I can't help feeling that these mothers are selfless and seem to want to pour all their money into their children's world, hoping that their children can absorb it at once and grow up quickly. However, in fact, the children were stuffed with ducks and didn't even have a chance to breathe. Finally, he became numb and bored, and became a puppet in his mother's hands.
Case 10: I want to draw a different cow.
Today, the children are going to draw cows. I asked the children to observe pictures and template paintings about cows, and then began to draw.
"Come and see, the smiling cow has thorns." All the children gather together. "The cowshed she painted is a mess!" "How can you draw a child's hand with a grass to feed the cow? ..... ""Your painting is different from the teacher's! " The children were talking and I went over. It's a little awkward to laugh. I encourage Xiaoxiao to talk about her paintings. "This is a cow hair. My grandmother's cows have a lot of hair. " "This is a grass fence, where the grass is put, and where grandma's cow grass is put." "My grandfather drives the cows to the river to drink water every noon. The child I painted is me. "
Every child is a unique, creative and thoughtful individual. Smiling painting makes me reflect on artistic activities, and I don't need model painting to bind children's thinking.
Experience comes from life, and real experience can stimulate children's creative enthusiasm far more than pictures and model paintings. I want to create more conditions for children, enrich their life experiences, increase their perceptual knowledge and let them have more wonderful performances!
Case 1 1: You also have a pair of free wings.
Weiwei is disabled, one eye is blind, and the right leg is congenitally missing. I just had a major operation a few months before I entered the park, and now I am not stable in walking and weak in language expression. As a small class teacher, out of sympathy and love, I pay special attention to him and take care of him. Wherever I go, I always hold his hand for fear that something will happen to him. But this time, I found his little hand slip away quietly and said to me in an unclear voice, "Teacher, I want to play, too."
My heart thumped. Did my special care for him bind him or even hurt his self-esteem? The "wounded bird" also has its own small wish. He also wants to play, imagine and fly like his peers. I want to take care of him, exercise him slowly, let him adapt to the kindergarten environment, and let him grow up healthily with his children in this environment; I also want to encourage other children to learn to help friends in need and create a happy atmosphere of equality and harmony.
Case 12: Don't worry! Listen to the children.

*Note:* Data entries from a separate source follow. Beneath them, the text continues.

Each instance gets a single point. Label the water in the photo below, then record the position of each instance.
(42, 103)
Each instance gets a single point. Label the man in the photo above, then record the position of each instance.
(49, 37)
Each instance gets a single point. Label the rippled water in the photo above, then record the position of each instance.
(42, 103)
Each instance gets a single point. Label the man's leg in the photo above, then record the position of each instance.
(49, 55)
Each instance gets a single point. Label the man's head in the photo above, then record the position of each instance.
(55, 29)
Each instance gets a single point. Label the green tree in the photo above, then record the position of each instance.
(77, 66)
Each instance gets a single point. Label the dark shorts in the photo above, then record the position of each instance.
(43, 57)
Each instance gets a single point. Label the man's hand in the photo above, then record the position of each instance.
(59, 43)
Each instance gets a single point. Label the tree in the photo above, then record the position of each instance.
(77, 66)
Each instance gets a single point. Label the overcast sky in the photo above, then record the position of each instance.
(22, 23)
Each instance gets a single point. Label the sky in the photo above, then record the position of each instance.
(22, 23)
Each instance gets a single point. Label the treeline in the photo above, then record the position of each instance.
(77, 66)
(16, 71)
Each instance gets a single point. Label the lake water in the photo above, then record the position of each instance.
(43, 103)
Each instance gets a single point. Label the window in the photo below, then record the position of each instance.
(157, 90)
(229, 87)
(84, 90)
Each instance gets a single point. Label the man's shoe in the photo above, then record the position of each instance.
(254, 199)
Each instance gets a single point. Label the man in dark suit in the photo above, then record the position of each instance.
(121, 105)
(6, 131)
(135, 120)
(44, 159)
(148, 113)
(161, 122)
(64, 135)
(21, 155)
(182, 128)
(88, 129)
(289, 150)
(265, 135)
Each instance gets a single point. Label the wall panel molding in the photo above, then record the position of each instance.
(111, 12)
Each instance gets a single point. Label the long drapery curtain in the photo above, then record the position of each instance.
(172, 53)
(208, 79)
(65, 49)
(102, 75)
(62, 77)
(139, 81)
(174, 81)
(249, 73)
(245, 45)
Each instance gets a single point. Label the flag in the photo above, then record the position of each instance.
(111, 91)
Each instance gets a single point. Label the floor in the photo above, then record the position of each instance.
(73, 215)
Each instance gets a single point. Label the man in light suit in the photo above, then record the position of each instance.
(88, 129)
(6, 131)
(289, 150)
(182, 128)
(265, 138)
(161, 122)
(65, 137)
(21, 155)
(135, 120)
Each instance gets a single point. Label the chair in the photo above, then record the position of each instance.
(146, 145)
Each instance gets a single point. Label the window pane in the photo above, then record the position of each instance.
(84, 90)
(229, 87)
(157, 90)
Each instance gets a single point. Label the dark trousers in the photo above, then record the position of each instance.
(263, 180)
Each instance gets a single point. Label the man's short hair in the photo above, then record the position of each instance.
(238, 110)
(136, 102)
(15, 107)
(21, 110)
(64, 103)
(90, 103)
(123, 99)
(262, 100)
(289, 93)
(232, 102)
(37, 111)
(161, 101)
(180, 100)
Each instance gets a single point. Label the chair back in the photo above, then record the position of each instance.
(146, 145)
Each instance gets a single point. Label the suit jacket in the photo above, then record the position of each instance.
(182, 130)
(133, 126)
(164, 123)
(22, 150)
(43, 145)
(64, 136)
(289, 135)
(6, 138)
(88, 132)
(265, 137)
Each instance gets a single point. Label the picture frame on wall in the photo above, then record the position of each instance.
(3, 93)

One night, I came out of the kitchen and saw my 3-year-old daughter spread a big bath towel on the floor and jumped on it herself. I just washed this bath towel today and brought it back. She actually ... I'm so anxious and angry that I'm going to scold my daughter. She said to me excitedly, "Mom, look, I am dancing on the cloud!" " "Looking at her little face flushed with excitement, I froze, and I couldn't scold any more. I held back my inner shock and sat down to watch my daughter dance. She jumped, turned and rolled on a big bath towel. That kind of intoxicated eyes, as if you are really above the clouds, swaying freely in the beautiful sky. It was a long time before she stopped and climbed into my arms. I can't help but sigh and thank my daughter for expressing herself in time, so that I can enjoy the beautiful cloud dance tonight.